Bold claim: a gold-buying surge is propelling Thailand’s leading gold trader toward an all-time revenue high. The country’s top gold house, Hua Seng Heng, audited by its chief executive Tanarat Pasawongse, is projected to generate as much as 5 trillion baht ($157 billion) in revenue this year due to unprecedented gold prices and a strong wave of retail buying. This figure would surpass even the Thai government’s FY2026 expenditure plan of around 3.8 trillion baht, underscoring how widespread demand is for gold as a store of wealth in a context of low interest rates and a stoic stock market.

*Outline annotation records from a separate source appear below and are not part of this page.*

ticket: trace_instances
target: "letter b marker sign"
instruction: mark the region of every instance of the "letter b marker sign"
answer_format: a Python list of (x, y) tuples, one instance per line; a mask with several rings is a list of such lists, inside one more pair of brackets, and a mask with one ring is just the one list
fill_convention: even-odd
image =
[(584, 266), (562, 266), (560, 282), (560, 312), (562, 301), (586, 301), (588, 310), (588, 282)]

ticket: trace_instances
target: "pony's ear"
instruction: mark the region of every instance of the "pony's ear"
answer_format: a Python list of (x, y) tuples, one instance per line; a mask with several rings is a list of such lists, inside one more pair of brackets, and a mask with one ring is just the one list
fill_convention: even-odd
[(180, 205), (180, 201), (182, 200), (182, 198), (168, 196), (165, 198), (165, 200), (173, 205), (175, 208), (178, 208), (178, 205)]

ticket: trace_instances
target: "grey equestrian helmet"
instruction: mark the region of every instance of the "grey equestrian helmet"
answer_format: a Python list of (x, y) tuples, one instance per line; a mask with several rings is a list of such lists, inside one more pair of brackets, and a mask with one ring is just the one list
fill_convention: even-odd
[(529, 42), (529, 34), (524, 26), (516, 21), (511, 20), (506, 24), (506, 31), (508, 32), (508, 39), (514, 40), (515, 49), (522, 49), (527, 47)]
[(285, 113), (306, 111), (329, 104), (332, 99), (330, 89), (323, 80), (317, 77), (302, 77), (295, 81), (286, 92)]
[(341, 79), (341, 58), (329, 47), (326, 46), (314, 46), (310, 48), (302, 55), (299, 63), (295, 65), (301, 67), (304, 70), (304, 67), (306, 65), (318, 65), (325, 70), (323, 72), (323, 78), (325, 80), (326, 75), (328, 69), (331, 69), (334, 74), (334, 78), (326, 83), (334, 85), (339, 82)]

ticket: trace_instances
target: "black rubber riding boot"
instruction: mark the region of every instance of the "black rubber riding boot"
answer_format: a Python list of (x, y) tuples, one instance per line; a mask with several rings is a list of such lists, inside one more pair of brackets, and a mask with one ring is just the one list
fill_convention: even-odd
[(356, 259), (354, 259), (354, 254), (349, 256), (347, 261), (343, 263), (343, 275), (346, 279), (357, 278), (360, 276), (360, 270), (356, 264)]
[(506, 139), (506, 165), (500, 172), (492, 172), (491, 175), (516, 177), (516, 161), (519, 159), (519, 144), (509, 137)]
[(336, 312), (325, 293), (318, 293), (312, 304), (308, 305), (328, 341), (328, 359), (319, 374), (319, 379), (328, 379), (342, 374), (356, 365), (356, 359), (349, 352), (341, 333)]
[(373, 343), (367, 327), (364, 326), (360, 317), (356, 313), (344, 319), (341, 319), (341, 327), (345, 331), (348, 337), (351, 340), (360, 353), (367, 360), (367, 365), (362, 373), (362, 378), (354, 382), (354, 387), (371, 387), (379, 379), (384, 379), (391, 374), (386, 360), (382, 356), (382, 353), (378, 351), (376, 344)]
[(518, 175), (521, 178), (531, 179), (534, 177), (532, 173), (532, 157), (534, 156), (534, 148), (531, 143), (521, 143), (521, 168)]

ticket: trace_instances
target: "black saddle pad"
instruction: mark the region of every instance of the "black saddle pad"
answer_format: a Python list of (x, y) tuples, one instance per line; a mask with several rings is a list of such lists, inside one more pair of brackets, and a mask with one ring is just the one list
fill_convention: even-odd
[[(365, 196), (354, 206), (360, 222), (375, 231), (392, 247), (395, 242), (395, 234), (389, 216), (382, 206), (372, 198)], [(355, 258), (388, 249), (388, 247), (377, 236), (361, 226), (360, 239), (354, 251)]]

What’s driving this momentum? A combination of elevated gold prices that attract new buyers, rising confidence in physical gold as a hedge, and a broader cultural propensity to invest in tangible assets during uncertain times. For many Thais, gold remains a familiar, accessible means to preserve wealth when other assets wobble.
Yet this trend raises timely questions. Is the enthusiasm for gold sustainable if prices retreat, or could a sharp correction squeeze retail demand and retailer margins? How might broader macro factors—such as inflation, currency movements, or policy shifts—reshape Thailand’s gold market in the coming months? Share your views on whether gold will keep leading consumer spending, or if other investments will regain traction as the year advances.